How to format your references using the Frontiers in Drug Metabolism and Transport citation style

This is a short guide how to format citations and the bibliography in a manuscript for Frontiers in Drug Metabolism and Transport. For a complete guide how to prepare your manuscript refer to the journal's instructions to authors.

Using reference management software

Typically you don't format your citations and bibliography by hand. The easiest way is to use a reference manager:

PaperpileThe citation style is built in and you can choose it in Settings > Citation Style or Paperpile > Citation Style in Google Docs.
EndNoteFind the style here: output styles overview
Mendeley, Zotero, Papers, and othersThe style is either built in or you can download a CSL file that is supported by most references management programs.
BibTeXBibTeX syles are usually part of a LaTeX template. Check the instructions to authors if the publisher offers a LaTeX template for this journal.

Journal articles

Those examples are references to articles in scholarly journals and how they are supposed to appear in your bibliography.

Not all journals organize their published articles in volumes and issues, so these fields are optional. Some electronic journals do not provide a page range, but instead list an article identifier. In a case like this it's safe to use the article identifier instead of the page range.

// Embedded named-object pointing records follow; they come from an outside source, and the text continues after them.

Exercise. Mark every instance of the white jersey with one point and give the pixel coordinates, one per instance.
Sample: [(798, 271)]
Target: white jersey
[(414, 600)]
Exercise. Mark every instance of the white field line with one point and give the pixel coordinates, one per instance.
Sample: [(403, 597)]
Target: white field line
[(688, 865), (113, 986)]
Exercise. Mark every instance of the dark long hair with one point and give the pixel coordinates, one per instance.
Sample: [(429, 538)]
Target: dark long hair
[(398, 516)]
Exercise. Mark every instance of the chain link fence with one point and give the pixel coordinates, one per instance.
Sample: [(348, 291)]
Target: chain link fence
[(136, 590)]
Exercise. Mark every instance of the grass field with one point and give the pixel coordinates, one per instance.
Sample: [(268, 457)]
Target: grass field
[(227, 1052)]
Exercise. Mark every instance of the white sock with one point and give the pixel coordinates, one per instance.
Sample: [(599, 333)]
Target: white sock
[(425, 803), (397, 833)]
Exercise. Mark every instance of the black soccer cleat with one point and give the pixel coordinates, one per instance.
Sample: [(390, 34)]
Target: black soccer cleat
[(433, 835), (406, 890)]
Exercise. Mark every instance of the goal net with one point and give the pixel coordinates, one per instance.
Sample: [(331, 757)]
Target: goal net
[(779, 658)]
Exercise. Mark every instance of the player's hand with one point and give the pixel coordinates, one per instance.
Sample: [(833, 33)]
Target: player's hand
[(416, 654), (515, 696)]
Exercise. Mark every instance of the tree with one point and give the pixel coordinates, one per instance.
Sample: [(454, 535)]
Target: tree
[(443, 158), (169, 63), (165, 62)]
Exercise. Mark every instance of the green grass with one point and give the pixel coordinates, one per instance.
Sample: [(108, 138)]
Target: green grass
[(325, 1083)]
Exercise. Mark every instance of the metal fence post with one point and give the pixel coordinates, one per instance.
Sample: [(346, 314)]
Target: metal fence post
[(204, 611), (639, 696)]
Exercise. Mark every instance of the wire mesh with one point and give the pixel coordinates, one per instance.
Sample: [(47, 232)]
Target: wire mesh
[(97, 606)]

A journal article with 1 author
Gwynne, P. (2013). Technology: Mobility machines. Nature 503, S16-7.
A journal article with 2 authors
Lincoln, T. A., and Joyce, G. F. (2009). Self-sustained replication of an RNA enzyme. Science 323, 1229–1232.
A journal article with 3 authors
Wang, Z., Szolnoki, A., and Perc, M. (2013). Optimal interdependence between networks for the evolution of cooperation. Sci. Rep. 3, 2470.
A journal article with 7 or more authors
Baker, A. C., Starger, C. J., McClanahan, T. R., and Glynn, P. W. (2004). Coral reefs: corals’ adaptive response to climate change. Nature 430, 741.

Books and book chapters

Here are examples of references for authored and edited books as well as book chapters.

An authored book
McMaster, M. C. (2005). LC/MS. Hoboken, NJ: John Wiley & Sons, Inc.
An edited book
Brils, J., Brack, W., Müller-Grabherr, D., Négrel, P., and Vermaat, J. E. eds. (2014). Risk-Informed Management of European River Basins. Berlin, Heidelberg: Springer.
A chapter in an edited book
Shmaliy, Y. (2007). “LTI Systems in the Frequency Domain (Transform Analysis),” in Continuous-Time Systems, ed. Y. Shmaliy (Dordrecht: Springer Netherlands), 239–347.

Web sites

Sometimes references to web sites should appear directly in the text rather than in the bibliography. Refer to the Instructions to authors for Frontiers in Drug Metabolism and Transport.

Blog post
Andrew, E. (2013). Several Cancers Caused By The Same Genetic Mutations. IFLScience. Available at: [Accessed October 30, 2018].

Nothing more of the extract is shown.